Justin Timberlake, so often shuttling between movies and music, for once didn’t have to choose.
In the Coen brothers’ “Inside Llewyn Davis” Timberlake plays a supporting role as a cheery, sweater-wearing 1960s folk musician. But he also collaborated with producer T Bone Burnett on the movie’s memorable period songs and helped shape the film’s most unforgettable and comic tune, “Please Mr. Kennedy.”
“It’s the first time that I’ve gotten to kind of do a lot of things that I love to do at the same time,” Timberlake said in a recent interview by phone from the road, where he’s on tour. “It will always be a milestone for me to get to write, sing, act and bring it all together.”
For the multitasking Timberlake (Burnett calls him “a quadruple threat”), the film was a rare chance to combine his talents: a Coen playground staked out between worlds Timberlake usually navigates separately. Some fans and media seem to want him to pick a side: musician or actor.
“I don’t even know what I am, man,” he chuckles.
The various Timberlakes are uniquely on display at the moment. “Inside Llewyn Davis” opened nationally Friday. He’s in the midst of touring “The 20/20 Experience,” his Grammy-nominated return to music after a spell in movies like “The Social Network.” And this weekend, he was the musical guest on “Saturday Night Live,” where the former Mouseketeer first revealed his comedy chops.

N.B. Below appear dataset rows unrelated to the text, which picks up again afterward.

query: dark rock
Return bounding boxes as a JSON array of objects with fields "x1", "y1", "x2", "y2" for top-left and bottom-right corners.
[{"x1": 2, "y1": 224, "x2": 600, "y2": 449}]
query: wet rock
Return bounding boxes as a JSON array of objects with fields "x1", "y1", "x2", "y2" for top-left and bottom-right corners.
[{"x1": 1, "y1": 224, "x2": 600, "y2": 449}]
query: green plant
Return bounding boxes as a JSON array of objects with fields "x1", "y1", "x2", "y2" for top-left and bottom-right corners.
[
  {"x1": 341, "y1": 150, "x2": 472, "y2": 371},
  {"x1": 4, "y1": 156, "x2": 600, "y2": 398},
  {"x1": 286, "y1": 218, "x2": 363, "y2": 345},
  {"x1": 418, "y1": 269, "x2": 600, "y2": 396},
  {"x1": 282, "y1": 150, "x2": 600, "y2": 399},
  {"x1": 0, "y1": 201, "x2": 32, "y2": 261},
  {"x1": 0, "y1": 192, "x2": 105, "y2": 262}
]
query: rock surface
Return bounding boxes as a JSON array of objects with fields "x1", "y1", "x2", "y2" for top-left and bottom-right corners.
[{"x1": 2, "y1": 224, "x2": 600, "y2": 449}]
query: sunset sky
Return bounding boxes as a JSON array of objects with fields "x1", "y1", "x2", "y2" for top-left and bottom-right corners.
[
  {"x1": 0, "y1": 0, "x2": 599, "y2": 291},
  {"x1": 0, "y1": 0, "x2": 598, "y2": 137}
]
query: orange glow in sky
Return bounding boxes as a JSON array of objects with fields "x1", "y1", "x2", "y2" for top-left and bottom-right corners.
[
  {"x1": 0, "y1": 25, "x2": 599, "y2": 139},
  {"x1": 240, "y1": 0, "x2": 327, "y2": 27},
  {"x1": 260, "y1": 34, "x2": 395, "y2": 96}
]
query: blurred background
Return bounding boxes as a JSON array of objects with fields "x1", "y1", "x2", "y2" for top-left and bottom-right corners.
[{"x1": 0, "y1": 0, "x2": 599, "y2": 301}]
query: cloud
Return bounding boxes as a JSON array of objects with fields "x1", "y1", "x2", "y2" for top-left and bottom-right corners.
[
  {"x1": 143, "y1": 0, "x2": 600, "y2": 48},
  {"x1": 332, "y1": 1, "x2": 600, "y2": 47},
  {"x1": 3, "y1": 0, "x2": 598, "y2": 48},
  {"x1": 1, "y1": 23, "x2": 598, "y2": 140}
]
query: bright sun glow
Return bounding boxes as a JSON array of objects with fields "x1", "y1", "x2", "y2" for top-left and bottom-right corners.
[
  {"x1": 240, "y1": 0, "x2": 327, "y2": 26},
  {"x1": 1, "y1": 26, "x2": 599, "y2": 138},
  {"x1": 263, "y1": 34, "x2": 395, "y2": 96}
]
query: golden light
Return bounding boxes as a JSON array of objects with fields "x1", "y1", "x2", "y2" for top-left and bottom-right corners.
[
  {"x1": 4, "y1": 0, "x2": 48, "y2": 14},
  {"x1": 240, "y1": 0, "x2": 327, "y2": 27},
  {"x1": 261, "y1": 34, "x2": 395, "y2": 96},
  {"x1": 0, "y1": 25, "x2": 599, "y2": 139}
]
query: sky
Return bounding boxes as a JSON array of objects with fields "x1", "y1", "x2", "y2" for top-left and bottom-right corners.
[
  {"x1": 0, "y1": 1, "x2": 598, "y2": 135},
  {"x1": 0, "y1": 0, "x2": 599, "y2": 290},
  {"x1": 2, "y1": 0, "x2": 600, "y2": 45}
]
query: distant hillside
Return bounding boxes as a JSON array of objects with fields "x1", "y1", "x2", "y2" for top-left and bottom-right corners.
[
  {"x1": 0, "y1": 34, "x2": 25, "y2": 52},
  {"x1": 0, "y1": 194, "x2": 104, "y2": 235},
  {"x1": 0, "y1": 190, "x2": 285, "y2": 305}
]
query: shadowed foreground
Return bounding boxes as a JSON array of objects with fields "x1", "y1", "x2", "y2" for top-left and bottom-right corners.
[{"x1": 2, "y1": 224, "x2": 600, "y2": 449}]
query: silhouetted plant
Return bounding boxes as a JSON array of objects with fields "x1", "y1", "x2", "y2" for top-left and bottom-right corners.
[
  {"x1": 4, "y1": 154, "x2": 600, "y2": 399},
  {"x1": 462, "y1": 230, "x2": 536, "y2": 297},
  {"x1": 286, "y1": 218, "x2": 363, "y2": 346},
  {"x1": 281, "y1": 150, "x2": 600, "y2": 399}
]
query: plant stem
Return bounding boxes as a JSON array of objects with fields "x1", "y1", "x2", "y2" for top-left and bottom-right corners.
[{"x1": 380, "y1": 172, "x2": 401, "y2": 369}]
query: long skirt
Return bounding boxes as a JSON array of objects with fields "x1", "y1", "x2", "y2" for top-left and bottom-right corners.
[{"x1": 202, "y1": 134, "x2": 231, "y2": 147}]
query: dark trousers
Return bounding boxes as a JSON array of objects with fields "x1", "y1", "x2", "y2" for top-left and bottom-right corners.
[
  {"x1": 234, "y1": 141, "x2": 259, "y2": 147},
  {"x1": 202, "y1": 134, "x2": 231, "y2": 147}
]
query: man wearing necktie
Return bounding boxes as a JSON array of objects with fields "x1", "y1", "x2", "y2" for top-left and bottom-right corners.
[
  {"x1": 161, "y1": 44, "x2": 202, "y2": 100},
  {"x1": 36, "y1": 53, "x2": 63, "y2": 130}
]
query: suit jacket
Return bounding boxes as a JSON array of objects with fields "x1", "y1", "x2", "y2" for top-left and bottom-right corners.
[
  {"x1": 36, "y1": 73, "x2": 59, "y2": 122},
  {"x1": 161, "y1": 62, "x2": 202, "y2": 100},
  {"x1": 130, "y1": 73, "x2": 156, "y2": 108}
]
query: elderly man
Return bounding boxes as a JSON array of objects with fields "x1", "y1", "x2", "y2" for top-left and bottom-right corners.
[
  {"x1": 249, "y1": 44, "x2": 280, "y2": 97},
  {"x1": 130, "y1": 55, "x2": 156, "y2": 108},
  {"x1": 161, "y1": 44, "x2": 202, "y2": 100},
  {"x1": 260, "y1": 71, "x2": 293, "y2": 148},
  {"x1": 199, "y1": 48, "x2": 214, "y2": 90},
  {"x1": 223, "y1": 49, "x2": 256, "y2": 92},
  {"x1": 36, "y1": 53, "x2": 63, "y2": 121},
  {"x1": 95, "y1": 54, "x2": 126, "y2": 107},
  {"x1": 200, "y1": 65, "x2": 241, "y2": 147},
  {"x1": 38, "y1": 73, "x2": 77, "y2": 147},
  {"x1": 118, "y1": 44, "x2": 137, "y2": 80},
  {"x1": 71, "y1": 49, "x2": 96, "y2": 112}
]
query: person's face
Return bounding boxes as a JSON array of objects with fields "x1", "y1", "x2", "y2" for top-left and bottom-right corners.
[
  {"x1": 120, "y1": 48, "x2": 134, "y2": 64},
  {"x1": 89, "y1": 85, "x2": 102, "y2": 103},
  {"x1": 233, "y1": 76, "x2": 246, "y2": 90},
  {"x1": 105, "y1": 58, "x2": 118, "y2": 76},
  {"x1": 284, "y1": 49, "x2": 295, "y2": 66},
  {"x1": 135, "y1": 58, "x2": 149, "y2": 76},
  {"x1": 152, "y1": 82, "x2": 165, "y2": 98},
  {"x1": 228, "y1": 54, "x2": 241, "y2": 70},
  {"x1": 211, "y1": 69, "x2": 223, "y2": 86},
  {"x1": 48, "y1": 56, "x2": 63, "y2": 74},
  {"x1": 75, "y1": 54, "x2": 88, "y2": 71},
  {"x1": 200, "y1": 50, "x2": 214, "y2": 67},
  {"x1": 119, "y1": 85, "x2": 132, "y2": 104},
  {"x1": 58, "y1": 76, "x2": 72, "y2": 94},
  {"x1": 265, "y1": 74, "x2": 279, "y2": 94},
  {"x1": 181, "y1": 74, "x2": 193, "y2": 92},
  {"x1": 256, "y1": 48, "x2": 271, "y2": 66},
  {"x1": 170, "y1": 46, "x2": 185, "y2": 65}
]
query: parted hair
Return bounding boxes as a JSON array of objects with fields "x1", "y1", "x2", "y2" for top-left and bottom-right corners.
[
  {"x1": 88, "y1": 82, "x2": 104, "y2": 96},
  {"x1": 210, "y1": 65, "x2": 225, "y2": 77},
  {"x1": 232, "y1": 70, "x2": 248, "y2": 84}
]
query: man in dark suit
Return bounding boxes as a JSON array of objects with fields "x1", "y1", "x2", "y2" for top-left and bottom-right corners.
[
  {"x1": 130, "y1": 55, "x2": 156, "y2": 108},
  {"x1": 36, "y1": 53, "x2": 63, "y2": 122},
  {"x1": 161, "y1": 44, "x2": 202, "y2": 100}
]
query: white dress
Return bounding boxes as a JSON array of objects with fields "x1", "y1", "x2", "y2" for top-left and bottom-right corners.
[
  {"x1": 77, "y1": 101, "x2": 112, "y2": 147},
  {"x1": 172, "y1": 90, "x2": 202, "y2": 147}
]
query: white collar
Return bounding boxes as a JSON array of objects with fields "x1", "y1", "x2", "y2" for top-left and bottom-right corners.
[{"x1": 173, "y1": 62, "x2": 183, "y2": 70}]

The folk revival music of “Inside Llewyn Davis” is quite a distance from Timberlake’s “Suit and Tie” or “My Love,” but Burnett doesn’t think much of genre divisions.
“He’s from Memphis, says Burnett. “He’s an R&B singer, basically. But he’s got a beautiful voice and he’s got incredible tone and he can sing anything he wants to. A song is a song.”
“Inside Llewyn Davis” is about a struggling and bitter folk musician (the title character, played by Oscar Isaac) in 1961 Greenwich Village, the cusp of Bob Dylan’s arrival. Timberlake plays a friend of his with a rosier outlook and less concerns with selling-out. The movie is filled with full performances of songs, all but one of which were recorded live.
Work on the film began with the music: “We found the characters through the type of music they did,” says Timberlake.
Timberlake went to Burnett’s Los Angeles home to work on “Please Mr. Kennedy.” The song, whose chorus goes “Please Mr. Kennedy, don’t shoot me into outer-space,” is the comedic high point of the film, and one of the strangest songs that will ever be credited to Timberlake (along with Burnett and the Coens). The premise, Burnett says, was astronaut John Glenn having second thoughts.
The song is roughly based on “Please Mr. Kennedy,” a 1962 novelty song by the Goldcoast Singers that pleads to the president not to be shipped off to Vietnam. It went through several other different iterations through the 60s. (Because the song is based on previously recorded material, it’s ineligible for an Academy Award.)
“There was a novelty song and then there was a parody of the novelty song,” says Burnett. “Then there was another parody of the novelty song. Now we’ve done a rewrite on a take-off of a parody of a novelty song.”
While working on the song with Burnett, Timberlake wanted to get his own guitar, so the two stopped into a music shop in San Fernando Valley. Burnett says Timberlake “put some sex into it, put some swing into it.”
“I just started strumming these chords and strumming in a way that we felt was almost like (the Beach Boys’) “Surfin’ Safari” or a Coasters tune,” says Timberlake. “It was just one of those things where when the punch lines fit in with the melody so good. We kind of just wrote the song in the back of this guitar shop.”
When the song was later recorded in the studio and on film, the silliness grew. Though “Please Mr. Kennedy” becomes a hit in the film, it’s everything Llewyn detests about music. It’s a pop music hell for him; he’s just there for some quick cash.
With Timberlake and Isaac (a proficient musician, himself) on guitar, they’re joined by Adam Driver (“Girls”) who, in a cowboy hat, adds some of the more ridiculous harmonies. (“Adam Driver is a deeply courageous actor,” says Burnett.) Ethan Coen, in particular, pushed them to add quirks like a repeated “pah- pah- pah-” before the “please.”
Molded by Burnett, Timberlake, the Coen brothers, Isaac and Driver, the song may very well be one of the most absurd collections of talent for a recording. It’s also a hit. Moviegoers and critics have raved about “Please Mr. Kennedy” since the film first debuted at the Cannes Film Festival in May.
But the unusual group of musicians, actors and filmmakers was perfectly suited to Timberlake. He also jumped in to sing bass on the a cappella “Auld Triangle” with the Punch Brothers and Marcus Mumford. It was a surreal swirl of music and moviemaking. The Coens, says Timberlake, are “the equivalent of Dylan in the film industry.”
“We just all jammed together for a couple weeks,” says Timberlake. “So you felt like this counter-culture collective.”
“I don’t like rules of `well, this is what you do, or this is the picture frame you’re supposed to live in,'” he says. “You just never know what might come out of trying everything.”